For the past few years, he has been an Program Development Director for Renaissance 2; and a founding member and Chief Facilitator, Europe, for Ken Wilber’s Integral Institute. Previously he was director of the Neuro-Linguistic Programming Center for Advanced Studies in San Francisco, and a consultant with Stanford Research Institute in the Values and Lifestyles Program of the Strategic Environments Group.

Van der Horst has taught at John F. Kennedy University in Orinda, California; The University of California in Sonoma; the University of Paris XIV, and XIII; and Apple University, France; and has given seminars in NLP and intercultural communication for MBA students at the Sorbonne, the International Management Institute , in Paris, and at the Institut d’Administration des Enterprises in Aix-en-Provence. He has also given leadership, team-building, and long-term management training seminars in Moscow, Sao Paulo, Hong Kong, and Indonesia; along with 10 countries in the European Community.

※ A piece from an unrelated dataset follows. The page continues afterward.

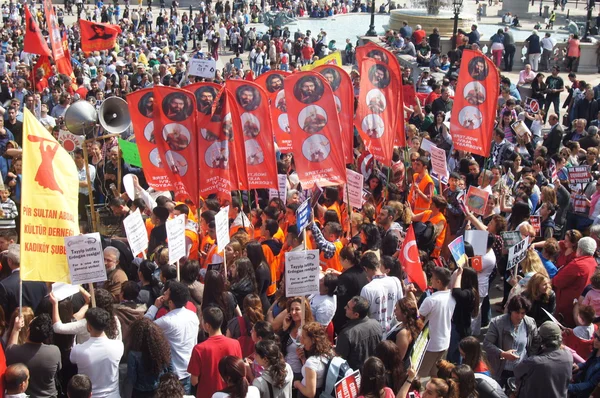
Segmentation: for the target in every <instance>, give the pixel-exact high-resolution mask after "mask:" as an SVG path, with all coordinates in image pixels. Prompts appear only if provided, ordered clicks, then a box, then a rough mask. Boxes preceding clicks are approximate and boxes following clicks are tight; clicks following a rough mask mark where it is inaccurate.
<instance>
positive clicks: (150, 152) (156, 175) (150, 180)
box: [127, 88, 173, 191]
mask: <svg viewBox="0 0 600 398" xmlns="http://www.w3.org/2000/svg"><path fill="white" fill-rule="evenodd" d="M127 105H128V107H129V114H130V115H131V125H132V126H133V133H134V134H135V141H136V143H137V146H138V150H139V152H140V159H141V161H142V170H144V175H145V176H146V181H147V182H148V185H149V186H150V187H151V188H153V189H155V190H157V191H171V190H172V189H173V183H172V182H171V174H170V173H169V172H168V169H167V168H166V167H162V161H161V159H160V154H159V150H158V148H157V146H156V139H155V138H154V91H152V89H151V88H147V89H144V90H138V91H134V92H132V93H130V94H128V95H127Z"/></svg>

He has worked in journalism as an editor for New Realities, Practical Psychology, Playboy, and The Village Voice. The author of the books, Folk Music in America, Rock Music, and The Outcome Strategy; and over 1,000 magazine and newspaper articles, he has also been an acquisitions editor for J.P. Tarcher Books, Houghton-Mifflin, and hosted a television program in San Francisco. He currently writes for Intelligence, a newsletter on neuro-computing.

Before this time, Van der Horst was originally trained in marine biology, but shortly after attending Duke University, worked in the entertainment industry for 10 years, serving as Vice-President of the Cannon Group, and as Director of Advertising and Publicity for Atlantic Records. Van der Horst has been listed in Who’s Who in the World since 1994, and Who’s Who in America since 2007.